Below is the summary of my SARIMA model:
Series: diff(log(data_final_ts))
ARIMA(0,0,2)(0,0,2)[4] with non-zero mean
Coefficients:
ma1 ma2 sma1 sma2 intercept exogeneous_var1 exogeneous_var2
-0.7756 0.2152 -0.5155 -0.4023 0.0413 -1e-04 0.0028
s.e. 0.1358 0.1782 0.2985 0.2311 0.0068 0e+00 0.0347
exogeneous_var3 exogeneous_var4
-0.0054 0.0012
s.e. 0.0035 0.0049
sigma^2 estimated as 0.0001283: log likelihood=182.13
AIC=-344.26 AICc=-339.68 BIC=-323.49
Training set error measures:
ME RMSE MAE MPE MAPE MASE ACF1
Training set -0.0002763522 0.01042586 0.008296043 83.07064 116.4007 0.4182354 0.006248187
I want to know if the following model equation is correct:
$$(1-B)(1-B^4)Y_t=(1+\phi_1 B^4+\phi_2 B^8)(1+\theta_1 B+\theta_2 B^2)e_t+\text{const}+\beta X_t$$
with $\text{const}$ being the mean of $Y_t$ and with $X_t$ including an intercept and a few exogenous variables.
Best Answer
Your model is a regression with SARIMA errors (rather than a SARIMAX model) and is given by the following equations:
$$ \begin{aligned} y_t &= 0.0413 - 0.0001 x_{1,t} + 0.0028 x_{2,t} - 0.0054 x_{3,t} + 0.0012 x_{4,t} + u_t, \\ u_t &= (1 - 0.7756\text{B} + 0.2152\text{B}^2)(1 - 0.5155\text{B}^4 - 0.4023\text{B}^{4\cdot2}) \varepsilon_t. \end{aligned} $$
What is left to do is to multiply the terms in brackets in the second equation carefully and to get the time indices right due to the backshift operator $\text{B}$.
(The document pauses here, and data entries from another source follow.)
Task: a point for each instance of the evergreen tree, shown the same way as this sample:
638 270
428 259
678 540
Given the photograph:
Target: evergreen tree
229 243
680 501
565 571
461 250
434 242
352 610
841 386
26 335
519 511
(Note that the constant enters the model in a simple way because there are no autoregressive terms in the model. If there were some, the expression would be a bit more complicated. See Rob J. Hyndman's blog post "Constants and ARIMA models in R".)
Edit: It looks like the variable supplied to the
arima
function that produced the output in the OP was a first difference of some other variable. Therefore, the model for the original (nondifferenced) variable would contain $(1-\text{B})$ in front of $y_t$.